Wi-Fi News has an in-depth report by Ken Berger on the recent MicroVentures conference on opportunities in the semiconductor industry. These conferences used to be annual affairs, but this is the first one in a decade (on chips). Glenn believes this, combined with Brian Meckler’s 802.11 Planet conference, is a sure sign that wireless is hot right now. Of course it is, but you couldn’t prove it by the exhibits at 802.11 Planet, which were just sad – about 20 companies, most with cafeteria tables for booths, pitching obscure test equipment and software, and a couple of larger booths run by companies like Boingo with dubious business plans.
But wireless is hot, and the VCs are still funding lots of companies in this sector, including chip companies with good stories to tell. I was especially intrigued by remarks from a couple of CEOs on motherboard implementations of 802.11:
Rich Redelfs of Atheros and Greg Raleigh of Airgo both countered that this could be a problem– a motherboard manufacturer would have serious problems keeping up with all the innovation that is surely coming in WLAN, and this part can literally choke a Pentium with what’s going to be happening.
Either somebody’s not tracking the discussion very well, or they’re protecting their interests with a bit of misdirection. In the first place, the 802.11 MAC is a very stable standard, one that hasn’t been significantly altered in years (unlike modem standards, which changed every year for a decade), so the coming innovation doesn’t any more indict motherboard implementations that it does NICs. And in the second place, the Pentium has nothing to do with it, because the typical 802.11 implementations on the market already rely on the Pentium, and don’t even have a microprocessor on the NIC. And in the third place, serializer and RF logic can be upgraded just as easily for a motherboard vendor as a NIC vendor – you use firmware, a dongle, or a socket, as you please. A motherboard vendor can incorporate this in the BIOS, and there’s already a nice clean path to upgrade that for all popular motherboards.
Other than cost, the motherboard implementations will win in most cases (pun intended) because the vendor can build an antenna that uses the entire case, and not just a tiny footprint on the NIC. These are big advantages. So Redelfs and Raleigh are blowing smoke, and one of them knows it. (full disclosure: I used to work for Airgo, and turned down a job at Atheros, where some of my ole buds from 3Com still work.)
Berger singles out one company that’s doing smart things with wireless:
ChipWrights focuses on low power chips for handheld devices and could be the next Nvidia in graphics controllers.

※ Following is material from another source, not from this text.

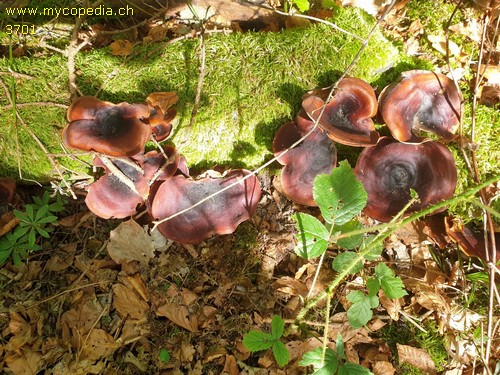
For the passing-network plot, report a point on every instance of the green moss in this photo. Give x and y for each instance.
(253, 84)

Aside from damning with faint praise, he’s right – low power consumption is the sine qua non for good, high-volume wireless chips these days. More elaborate implementations – like Vivato’s – are strictly for the Access Point market.

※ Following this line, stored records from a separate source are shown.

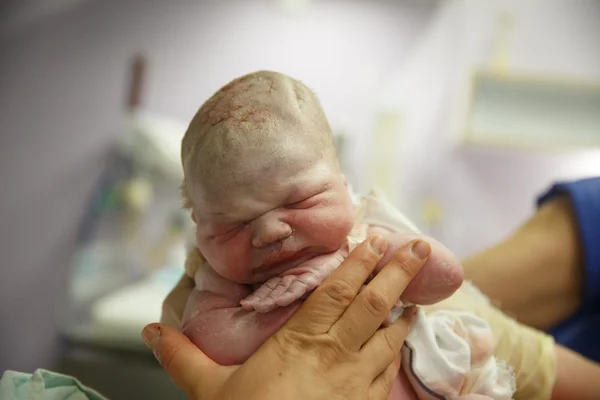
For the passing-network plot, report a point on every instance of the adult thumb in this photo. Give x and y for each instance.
(184, 362)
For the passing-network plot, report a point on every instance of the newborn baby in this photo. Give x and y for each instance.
(274, 218)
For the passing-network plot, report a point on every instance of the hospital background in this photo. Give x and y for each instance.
(463, 111)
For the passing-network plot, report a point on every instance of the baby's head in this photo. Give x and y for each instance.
(262, 178)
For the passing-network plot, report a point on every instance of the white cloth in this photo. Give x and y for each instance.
(447, 353)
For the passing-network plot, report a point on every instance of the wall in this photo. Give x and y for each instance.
(62, 89)
(486, 193)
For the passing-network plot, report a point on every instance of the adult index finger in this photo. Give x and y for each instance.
(329, 301)
(366, 314)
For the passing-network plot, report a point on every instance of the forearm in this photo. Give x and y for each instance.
(576, 377)
(536, 273)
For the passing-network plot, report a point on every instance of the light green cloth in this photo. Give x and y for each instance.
(43, 385)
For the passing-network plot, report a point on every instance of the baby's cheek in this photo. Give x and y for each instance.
(230, 260)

Vivato’s an interesting company, BTW – their CEO, Ken Biba, was the enfant terrible at Sytek during their glory years as the supplier of IBM’s PC Network (a broadband, 2Mbps version of Ethernet that was the first implementation of NetBIOS). Biba also ran Xircom, now an Intel property, so he’s been around. Greg Ennis, tech director of the WiFi Alliance, was also at Sytek in the Biba days, where he lead the unsuccessful attempt to get IEEE 802.3 endorsement for PC Network (they went with twisted-pair instead). Networking is still a small industry.
Off topic a little, you’re comment about antennas hit a nerve with me. Why don’t home access point manufacturers develop different sized antennas for their products (or come with different add-on antennas)? I don’t think many consumers have the inclination or the desire to build their own out of pringles cans or whatever, yet a random sampling of friends find this to be the biggest complaint with Wifi in their homes.
How about the US military’s threat to limit WiFi as it may interfere with RADAR?
The military sounds serious about the problem: http://www.nytimes.com/2002/12/17/technology/17WIRE.html
On the antenna issue, it’s probably part short-sightedness and part FCC. The Atheros product is especially in need in that department, since its range at the higher speeds is so puny.